GebruikershandleidingIM 350/430 series

De afdrukserver gereedmaken

In dit wordt uitgelegd u hoe u het apparaat configureert als Windows-netwerkprinter. Het apparaat is zo geconfigureerd dat netwerkclienten het apparaat kunnen gebruiken.

In deze sectie worden de bewerkingen uitgelegd met behulp van Windows 10 als voorbeeld. De procedure kan anders zijn afhankelijk van de versie van de computer die u gebruikt.

Belangrijk

  • Als u de printereigenschappen in het venster [Apparaten en printers] wilt wijzigen, zijn de volgende toegangsverificaties vereist:

    • Windows Server 2008/2008 R2/2012/2012 R2/2016/2019: Toegangsverificatie beheren

    • Windows 7/8.1/10: Volledig beheer toegangsverificatie

  • Als u de printereigenschappen in het venster [Printer] of [Printers en faxen] wilt wijzigen, logt u in op de bestandenserver als beheerder of lid van de groep PowerUsers.

1Klik met de rechtermuisknop op [Start] en klik vervolgens op [Configuratiescherm].

Het configuratiescherm wordt weergegeven.

2Wanneer [Categorie] is geselecteerd in [Weergeven als:], selecteert u [Grote pictogrammen] of [Kleine pictogrammen].

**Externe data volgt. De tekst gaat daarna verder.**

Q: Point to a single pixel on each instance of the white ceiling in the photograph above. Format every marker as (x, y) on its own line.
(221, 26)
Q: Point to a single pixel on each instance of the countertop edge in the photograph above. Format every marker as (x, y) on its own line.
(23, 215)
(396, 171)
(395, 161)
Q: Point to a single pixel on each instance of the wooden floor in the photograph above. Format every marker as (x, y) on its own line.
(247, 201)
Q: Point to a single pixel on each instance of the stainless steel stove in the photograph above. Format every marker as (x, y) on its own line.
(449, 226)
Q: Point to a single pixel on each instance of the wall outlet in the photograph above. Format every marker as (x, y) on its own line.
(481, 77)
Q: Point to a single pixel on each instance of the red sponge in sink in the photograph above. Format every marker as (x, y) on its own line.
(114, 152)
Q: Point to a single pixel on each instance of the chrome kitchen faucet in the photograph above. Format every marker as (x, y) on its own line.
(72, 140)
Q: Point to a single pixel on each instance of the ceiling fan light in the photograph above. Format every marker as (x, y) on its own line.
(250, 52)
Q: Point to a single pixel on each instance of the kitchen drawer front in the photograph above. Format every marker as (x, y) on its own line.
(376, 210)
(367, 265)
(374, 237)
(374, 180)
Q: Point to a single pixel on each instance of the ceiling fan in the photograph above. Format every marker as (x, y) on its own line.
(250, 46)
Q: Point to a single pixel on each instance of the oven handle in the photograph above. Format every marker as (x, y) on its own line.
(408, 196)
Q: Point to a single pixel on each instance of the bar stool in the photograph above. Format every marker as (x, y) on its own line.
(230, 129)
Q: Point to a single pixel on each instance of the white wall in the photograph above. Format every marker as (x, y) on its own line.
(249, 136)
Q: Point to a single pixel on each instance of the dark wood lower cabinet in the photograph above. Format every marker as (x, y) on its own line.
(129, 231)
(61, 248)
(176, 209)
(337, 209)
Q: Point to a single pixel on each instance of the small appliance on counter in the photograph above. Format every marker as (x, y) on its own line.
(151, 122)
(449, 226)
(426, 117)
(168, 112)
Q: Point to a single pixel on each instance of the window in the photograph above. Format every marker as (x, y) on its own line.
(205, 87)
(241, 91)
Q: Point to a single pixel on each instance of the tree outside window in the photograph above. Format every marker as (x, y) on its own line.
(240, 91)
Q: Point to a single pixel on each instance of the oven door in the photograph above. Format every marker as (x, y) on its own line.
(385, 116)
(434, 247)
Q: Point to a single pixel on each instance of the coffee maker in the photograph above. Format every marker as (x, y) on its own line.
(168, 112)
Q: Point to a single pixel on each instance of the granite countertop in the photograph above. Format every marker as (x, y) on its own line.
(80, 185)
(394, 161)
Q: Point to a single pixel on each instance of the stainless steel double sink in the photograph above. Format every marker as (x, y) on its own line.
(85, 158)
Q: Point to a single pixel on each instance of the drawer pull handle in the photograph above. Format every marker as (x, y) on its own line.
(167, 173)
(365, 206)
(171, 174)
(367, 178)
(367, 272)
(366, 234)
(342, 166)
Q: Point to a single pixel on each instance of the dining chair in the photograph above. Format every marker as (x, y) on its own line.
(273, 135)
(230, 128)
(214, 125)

3Klik op [Apparaten en printers].

4Klik met de rechtermuisknop op het pictogram van het apparaat dat u toegevoegd heeft en klik vervolgens op [Printereigenschappen].

De printereigenschappen worden weergegeven.

5Klik op het tabblad [Delen] op [Deze printer delen].

6Om het apparaat te delen met gebruikers die een andere versie van Windows gebruiken, klikt u op [Extra stuurprogramma's...]

Als u een ander stuurprogramma heeft geïnstalleerd door [Gedeeld] te selecteren tijdens de installatie van het printerstuurprogramma, kunt u deze stap overslaan.

7Klik op [OK] en sluit het venster met printereigenschappen.